The 11th Session of the top forum for Indigenous peoples in the world began with a lurch. The sixteen-member Forum elected, by acclamation, Grand Chief Edward John to be their Chair. The announcement was made during a preliminary meeting, May 6, 2012, before the two week meeting in New York City. Hailing from Tl’azt’en (northern BC), this Chief will be familiar to anyone who has followed the machinations of the BC treaty process over the last twenty years: John was the founding Chair of the First Nations Summit, an organization formed to “represent First Nations” involved with the BC Treaty Commission (BCTC).

Perhaps, in 1992, the election of a man affiliated with this Summit to Chair the Permanent Forum on Indigenous Issues – understood to be advancing the cause of self-determination, land rights, and everything else contained in the Declaration on the Rights of Indigenous Peoples, would not be an obvious contradiction in terms. However, twenty years later, after the ratification of two extinguishment treaties in that process, this election must be a point of confusion.

When Nisga’a ratified an agreement with British Columbia and Canada in 2000, they released the Nisga’a claim to 100 per cent of their traditional territory in exchange for about 8 per cent of the land back, in Fee Simple Title and with BC holding the underlying title. No alarm bells were rung by Chief John. Every First Nation in BC was watching that process very closely, as they believed, rightly, that future negotiations in the BC treaty process would follow the Nisga’a template.

When, in 2007, Tsawwassen became the first Indigenous people to ratify a Final Agreement produced in the BC Treaty Commission, the text of that document stated:

Tsawwassen First Nation releases Canada, British Columbia and all other persons from all claims, demands, actions, or proceedings, of whatever kind, and whether known or unknown, that the Tsawwassen First Nation ever had, now has or may have in the future, relating to or arising from any act, or omission, before the effective date that may have affected or infringed any aboriginal rights, including aboriginal title, in Canada of the Tsawwassen First Nation.

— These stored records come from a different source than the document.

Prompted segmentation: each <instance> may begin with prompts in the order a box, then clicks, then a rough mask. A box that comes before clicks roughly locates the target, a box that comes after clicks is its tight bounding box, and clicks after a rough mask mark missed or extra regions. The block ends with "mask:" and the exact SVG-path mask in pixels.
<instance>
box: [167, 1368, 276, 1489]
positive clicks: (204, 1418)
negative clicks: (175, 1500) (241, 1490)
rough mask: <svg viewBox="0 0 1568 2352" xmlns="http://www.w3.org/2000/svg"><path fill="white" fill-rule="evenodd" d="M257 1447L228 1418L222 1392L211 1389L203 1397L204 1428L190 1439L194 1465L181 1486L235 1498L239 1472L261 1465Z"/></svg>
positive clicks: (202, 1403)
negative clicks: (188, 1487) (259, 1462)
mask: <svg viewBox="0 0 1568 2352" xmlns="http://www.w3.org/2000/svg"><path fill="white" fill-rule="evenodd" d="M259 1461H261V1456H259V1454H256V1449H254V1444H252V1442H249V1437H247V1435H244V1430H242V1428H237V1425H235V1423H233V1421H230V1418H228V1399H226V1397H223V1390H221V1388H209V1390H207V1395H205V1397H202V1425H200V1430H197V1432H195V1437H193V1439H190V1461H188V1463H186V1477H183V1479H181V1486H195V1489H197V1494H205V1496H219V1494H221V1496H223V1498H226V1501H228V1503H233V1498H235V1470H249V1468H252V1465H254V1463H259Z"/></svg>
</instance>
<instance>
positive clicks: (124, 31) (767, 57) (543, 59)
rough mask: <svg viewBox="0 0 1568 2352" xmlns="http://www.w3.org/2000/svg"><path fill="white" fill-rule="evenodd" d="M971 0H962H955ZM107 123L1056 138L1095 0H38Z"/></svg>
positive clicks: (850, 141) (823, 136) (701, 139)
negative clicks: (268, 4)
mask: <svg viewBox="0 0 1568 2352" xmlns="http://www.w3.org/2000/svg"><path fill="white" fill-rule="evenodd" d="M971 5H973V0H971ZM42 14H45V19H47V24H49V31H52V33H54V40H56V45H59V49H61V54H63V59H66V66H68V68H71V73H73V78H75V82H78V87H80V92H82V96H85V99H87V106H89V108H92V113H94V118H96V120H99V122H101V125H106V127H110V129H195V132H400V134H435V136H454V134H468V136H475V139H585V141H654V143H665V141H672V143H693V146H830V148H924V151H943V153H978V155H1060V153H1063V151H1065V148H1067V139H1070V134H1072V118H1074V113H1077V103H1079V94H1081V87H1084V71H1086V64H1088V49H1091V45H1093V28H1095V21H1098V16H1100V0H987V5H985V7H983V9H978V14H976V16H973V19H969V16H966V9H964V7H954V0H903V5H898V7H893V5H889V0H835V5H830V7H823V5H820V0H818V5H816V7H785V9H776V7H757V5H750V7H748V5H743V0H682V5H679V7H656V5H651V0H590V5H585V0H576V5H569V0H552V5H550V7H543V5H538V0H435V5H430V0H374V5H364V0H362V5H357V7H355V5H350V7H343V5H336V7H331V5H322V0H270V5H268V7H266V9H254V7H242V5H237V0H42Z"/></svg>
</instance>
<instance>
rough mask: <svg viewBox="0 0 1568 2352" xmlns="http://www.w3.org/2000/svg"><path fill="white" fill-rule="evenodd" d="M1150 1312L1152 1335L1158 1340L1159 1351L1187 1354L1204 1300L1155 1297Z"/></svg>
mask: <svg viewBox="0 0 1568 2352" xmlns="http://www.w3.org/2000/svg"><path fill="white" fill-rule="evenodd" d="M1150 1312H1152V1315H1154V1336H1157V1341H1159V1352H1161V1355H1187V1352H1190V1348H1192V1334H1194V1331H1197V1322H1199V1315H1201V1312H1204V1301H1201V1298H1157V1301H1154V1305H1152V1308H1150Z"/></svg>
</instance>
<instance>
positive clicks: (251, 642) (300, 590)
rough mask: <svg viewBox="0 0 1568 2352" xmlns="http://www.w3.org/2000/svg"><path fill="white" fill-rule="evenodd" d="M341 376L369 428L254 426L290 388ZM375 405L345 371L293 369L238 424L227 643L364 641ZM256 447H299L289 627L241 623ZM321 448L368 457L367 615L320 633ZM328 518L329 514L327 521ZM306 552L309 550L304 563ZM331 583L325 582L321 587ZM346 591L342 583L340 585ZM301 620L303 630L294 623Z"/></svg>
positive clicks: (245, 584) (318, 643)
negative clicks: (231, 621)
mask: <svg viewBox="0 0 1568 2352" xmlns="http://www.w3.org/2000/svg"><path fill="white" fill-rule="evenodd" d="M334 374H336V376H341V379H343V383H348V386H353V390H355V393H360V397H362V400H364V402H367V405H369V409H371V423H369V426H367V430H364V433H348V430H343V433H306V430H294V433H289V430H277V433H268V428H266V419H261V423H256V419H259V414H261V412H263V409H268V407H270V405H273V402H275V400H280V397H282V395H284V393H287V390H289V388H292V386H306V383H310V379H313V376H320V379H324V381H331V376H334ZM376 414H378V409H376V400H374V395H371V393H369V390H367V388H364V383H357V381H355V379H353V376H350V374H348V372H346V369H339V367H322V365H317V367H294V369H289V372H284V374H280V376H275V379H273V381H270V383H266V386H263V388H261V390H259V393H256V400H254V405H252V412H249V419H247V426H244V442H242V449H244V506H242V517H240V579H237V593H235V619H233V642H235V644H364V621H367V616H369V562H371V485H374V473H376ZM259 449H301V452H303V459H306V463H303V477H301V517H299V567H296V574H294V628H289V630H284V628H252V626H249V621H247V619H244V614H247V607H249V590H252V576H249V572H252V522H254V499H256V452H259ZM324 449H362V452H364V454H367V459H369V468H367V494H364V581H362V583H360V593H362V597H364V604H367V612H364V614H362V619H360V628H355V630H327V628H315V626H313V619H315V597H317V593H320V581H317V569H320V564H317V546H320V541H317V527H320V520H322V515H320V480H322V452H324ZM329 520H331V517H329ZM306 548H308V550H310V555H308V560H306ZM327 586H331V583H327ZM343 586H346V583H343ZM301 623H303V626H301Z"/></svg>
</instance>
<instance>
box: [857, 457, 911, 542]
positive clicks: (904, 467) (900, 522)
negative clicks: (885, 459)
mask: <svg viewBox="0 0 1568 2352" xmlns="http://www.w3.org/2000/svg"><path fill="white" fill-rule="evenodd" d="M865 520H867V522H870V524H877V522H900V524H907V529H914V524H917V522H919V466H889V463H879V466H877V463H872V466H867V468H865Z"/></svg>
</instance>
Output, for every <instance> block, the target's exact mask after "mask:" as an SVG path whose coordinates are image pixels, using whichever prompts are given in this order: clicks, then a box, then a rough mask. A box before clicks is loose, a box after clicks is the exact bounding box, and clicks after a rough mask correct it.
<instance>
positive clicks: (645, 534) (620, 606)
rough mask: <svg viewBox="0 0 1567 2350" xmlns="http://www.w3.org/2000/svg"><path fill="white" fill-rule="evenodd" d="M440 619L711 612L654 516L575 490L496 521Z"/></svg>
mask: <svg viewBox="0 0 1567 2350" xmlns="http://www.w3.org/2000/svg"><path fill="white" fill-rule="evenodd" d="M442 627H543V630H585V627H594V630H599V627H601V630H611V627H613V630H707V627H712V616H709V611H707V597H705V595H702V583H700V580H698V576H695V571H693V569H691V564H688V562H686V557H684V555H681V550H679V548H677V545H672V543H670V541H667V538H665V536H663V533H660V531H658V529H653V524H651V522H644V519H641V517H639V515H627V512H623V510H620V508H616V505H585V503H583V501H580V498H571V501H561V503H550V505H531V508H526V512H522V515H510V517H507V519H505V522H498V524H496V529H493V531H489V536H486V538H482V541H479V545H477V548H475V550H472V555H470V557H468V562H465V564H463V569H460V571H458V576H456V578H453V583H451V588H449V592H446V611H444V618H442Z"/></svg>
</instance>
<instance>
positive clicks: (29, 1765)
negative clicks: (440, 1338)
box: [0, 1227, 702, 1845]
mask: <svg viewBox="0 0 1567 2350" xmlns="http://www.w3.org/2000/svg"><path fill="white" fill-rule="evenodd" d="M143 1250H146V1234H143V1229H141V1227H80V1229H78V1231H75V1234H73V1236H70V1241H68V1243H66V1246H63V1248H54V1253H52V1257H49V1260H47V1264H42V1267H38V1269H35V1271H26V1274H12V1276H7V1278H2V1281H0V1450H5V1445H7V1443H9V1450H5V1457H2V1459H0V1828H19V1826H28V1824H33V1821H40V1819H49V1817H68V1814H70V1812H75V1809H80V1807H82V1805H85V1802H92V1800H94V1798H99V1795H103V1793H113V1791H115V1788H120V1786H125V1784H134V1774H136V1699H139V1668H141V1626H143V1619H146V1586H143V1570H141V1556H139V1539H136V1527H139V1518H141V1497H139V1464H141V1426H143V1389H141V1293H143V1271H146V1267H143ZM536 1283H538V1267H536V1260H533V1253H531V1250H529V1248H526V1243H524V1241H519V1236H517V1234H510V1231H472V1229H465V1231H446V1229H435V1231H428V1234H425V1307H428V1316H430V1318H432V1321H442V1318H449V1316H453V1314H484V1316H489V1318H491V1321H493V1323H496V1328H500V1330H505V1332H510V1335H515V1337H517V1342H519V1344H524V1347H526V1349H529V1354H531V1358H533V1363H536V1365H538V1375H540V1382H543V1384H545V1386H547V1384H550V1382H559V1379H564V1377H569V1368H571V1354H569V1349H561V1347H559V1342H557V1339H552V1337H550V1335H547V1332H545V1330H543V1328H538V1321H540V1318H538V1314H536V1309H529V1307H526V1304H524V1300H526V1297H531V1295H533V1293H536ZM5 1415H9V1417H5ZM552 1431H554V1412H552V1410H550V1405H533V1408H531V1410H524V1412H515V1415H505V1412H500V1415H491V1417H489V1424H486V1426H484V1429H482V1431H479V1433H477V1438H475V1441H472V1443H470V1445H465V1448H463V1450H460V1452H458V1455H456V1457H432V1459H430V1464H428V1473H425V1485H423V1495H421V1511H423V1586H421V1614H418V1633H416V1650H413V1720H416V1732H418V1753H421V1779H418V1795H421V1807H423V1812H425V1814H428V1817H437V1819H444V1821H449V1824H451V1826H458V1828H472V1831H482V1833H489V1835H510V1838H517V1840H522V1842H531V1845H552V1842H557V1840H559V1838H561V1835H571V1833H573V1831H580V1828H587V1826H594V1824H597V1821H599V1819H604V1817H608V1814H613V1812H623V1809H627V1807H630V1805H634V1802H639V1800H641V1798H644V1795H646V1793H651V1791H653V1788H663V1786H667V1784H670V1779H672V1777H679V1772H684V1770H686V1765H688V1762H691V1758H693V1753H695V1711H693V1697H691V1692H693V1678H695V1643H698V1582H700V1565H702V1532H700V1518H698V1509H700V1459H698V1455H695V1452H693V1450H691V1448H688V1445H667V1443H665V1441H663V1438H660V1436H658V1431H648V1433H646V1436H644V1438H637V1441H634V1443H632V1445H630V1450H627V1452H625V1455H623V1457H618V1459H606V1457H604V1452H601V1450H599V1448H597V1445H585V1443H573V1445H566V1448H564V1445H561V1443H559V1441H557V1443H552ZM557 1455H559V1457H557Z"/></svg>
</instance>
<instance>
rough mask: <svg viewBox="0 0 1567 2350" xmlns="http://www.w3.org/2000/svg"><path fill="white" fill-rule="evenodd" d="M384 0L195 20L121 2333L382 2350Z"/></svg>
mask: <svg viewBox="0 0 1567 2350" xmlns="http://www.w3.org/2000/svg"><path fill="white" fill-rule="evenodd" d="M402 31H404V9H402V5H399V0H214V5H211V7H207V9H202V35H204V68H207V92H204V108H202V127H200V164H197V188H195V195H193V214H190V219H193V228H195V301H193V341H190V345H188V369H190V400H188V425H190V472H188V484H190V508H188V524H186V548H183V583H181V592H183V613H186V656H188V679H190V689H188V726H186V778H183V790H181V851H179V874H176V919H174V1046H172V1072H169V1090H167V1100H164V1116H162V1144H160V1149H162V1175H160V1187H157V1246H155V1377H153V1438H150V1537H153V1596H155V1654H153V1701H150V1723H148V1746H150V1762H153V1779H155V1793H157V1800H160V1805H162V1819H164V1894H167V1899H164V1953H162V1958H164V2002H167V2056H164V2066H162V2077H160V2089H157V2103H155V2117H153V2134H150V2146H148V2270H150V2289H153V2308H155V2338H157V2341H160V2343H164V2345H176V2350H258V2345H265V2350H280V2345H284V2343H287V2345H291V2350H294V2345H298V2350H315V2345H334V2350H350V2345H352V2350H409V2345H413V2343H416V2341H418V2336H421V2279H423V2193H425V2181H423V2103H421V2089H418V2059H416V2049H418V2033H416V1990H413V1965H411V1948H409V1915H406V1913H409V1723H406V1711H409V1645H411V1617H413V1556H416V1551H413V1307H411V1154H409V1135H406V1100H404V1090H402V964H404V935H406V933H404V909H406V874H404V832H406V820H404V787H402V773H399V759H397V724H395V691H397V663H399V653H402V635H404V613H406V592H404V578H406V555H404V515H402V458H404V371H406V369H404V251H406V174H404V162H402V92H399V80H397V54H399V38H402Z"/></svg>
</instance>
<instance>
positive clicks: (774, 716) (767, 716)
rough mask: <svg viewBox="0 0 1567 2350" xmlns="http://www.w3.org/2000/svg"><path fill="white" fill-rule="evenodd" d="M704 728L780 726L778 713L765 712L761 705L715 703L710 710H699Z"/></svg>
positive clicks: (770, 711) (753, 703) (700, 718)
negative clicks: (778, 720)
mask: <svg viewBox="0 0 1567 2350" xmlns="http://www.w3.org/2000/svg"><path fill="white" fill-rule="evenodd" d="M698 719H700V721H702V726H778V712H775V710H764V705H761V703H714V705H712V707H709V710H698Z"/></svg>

This clause is also to be found in the Nisga’a Agreement. It is a surrender, rather than the basis of continuing nation-to-nation relations. Tsawwassen made these concessions for a settlement of less than 1 per cent of their traditional territory, held in Fee Simple. The total cash value of the deal was $33.6 million plus self-government funding of $2.9 million annually over the first five years of the treaty – according to government press releases.

Perhaps Chief John takes a leaf out of then-Indian Affairs Minister Chuck Strahl’s book, who declared at the time, “Who am I to say if it’s a good deal or not?”

John is still the Chair of the First Nations Summit today.

Maa-nulth agreed to the same releases when it ratified a Final Agreement in this process later in 2007. Other identical provisions in all three Agreements include the release of Indian Status, including tax-free status; the “modification” (extinguishment) of their aboriginal rights to be only those rights exhaustively defined in the Agreements; the dissolution of the Indian Band; and the termination of Indian Reserve lands: “Fee Simple Lands are not ‘lands reserved for the Indians’ within the meaning of the Constitution Act, 1867, and are not ‘reserves’ as defined in the Indian Act.”